Jésus lui dit : « Sagement jugé. » Et se retournant vers cette pécheresse, il dit à Simon : « Tu vois cette femme ? je suis entré dans ta maison, tu ne m’as pas donné d’eau pour me laver les pieds ; elle, me les a arrosés de ses larmes, et les a essuyés avec ses cheveux. Tu ne m’as pas donné de baiser ; elle, depuis qu’elle est entrée, n’a cessé de me baiser les pieds. Tu n’as pas répandu d’huile sur ma tête ; elle, a répandu des parfums précieux sur mes pieds. C’est pourquoi je te le déclare, beaucoup de péchés lui sont remis (c’est-à-dire pardonnés), parce qu’elle a beaucoup aimé. Mais celui auquel on a moins remis aime moins. »

Alors, se tournant avec bonté vers la pauvre Madeleine dont le visage était baigné de larmes, il lui dit :

« Madeleine, tes péchés te sont remis. »

Et ceux qui étaient à table avec lui dirent en eux-mêmes :

« Quel est donc celui qui remet les péchés ? » Mais Jésus dit à Madeleine : « Ta foi t’a sauvée ; va en paix. »

Valentine.
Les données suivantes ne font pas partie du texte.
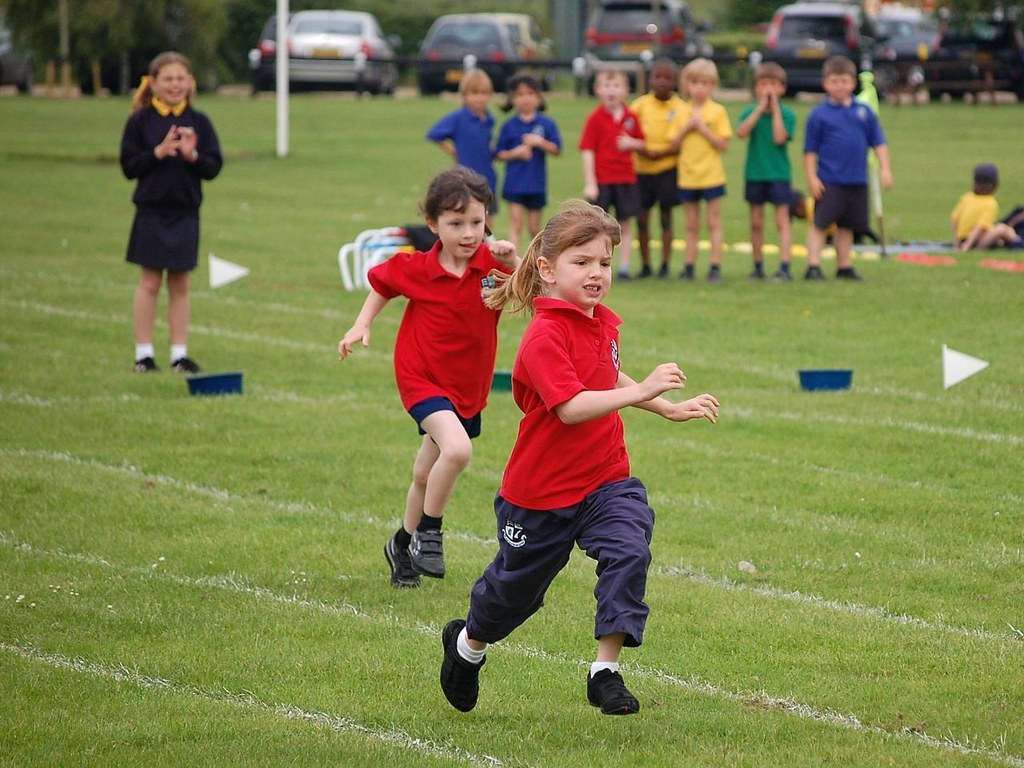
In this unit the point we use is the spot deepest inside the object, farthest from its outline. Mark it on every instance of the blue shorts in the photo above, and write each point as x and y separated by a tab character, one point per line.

Les Juifs ont dû être encore plus mécontents ; ils étaient si méchants.

Camille. Quelle différence entre Notre-Seigneur et les Juifs ! Notre-Seigneur est si bon ! Il pardonne toujours. Et quand il reprend, c’est si doucement !

Henri. Pas toujours. Quand il s’est fâché contre les marchands qui vendaient dans le Temple, il les a joliment chassés à coups de corde.

Henriette. C’est vrai, ça ; j’en ai été étonnée.

Grand’mère. C’est que tu n’as pas réfléchi que Notre-Seigneur se fâchait non pas pour une injure faite à lui-même, mais faite au bon Dieu, son Père, et qu’il a voulu nous faire voir que nous pouvons et que nous devons chasser et même maltraiter les ennemis de Dieu, notre Père.

Jacques. Ainsi un homme qui serait méchant, je pourrais le battre, l’injurier, ce ne serait pas mal ?

Grand’mère. Si tu le fais par colère contre l’homme, c’est mal ; si tu le fais pour le corriger, pour son bien, pour l’empêcher de faire du mal à d’autres, par amour de Dieu et par charité pour l’âme de cet homme, cela peut être une bonne action.

Jésus continua à parcourir les villes et les villages, annonçant l’heureuse nouvelle du salut. Il était suivi comme d’habitude par les douze Apôtres et par des personnes qu’il avait délivrées de leurs infirmités ou dont il avait chassé les démons, comme Marie-Madeleine de laquelle sept démons avaient été chassés.

Henriette. Sept démons ! comment ça se peut-il ? Il me semble qu’un seul était déjà assez terrible.

Grand’mère. Certainement qu’un seul suffisait pour la tourmenter et pour la punir, mais Madeleine s’était tellement laissée aller au plaisir qu’elle était possédée par le démon de l’orgueil, de la dissipation, de la gourmandise, de la colère, de l’envie, de l’égoïsme et de la sensualité.

Henriette. Mais comment ne les voyait-on pas en elle ? Et comment ne les a-t-on pas vus sortir ?

Grand’mère. Parce que les démons ne sont pas visibles aux yeux ; ils sont des esprits ; et on ne peut les voir, pas plus que nous ne voyons notre âme, qui existe pourtant, puisqu’elle nous fait penser, aimer et vivre.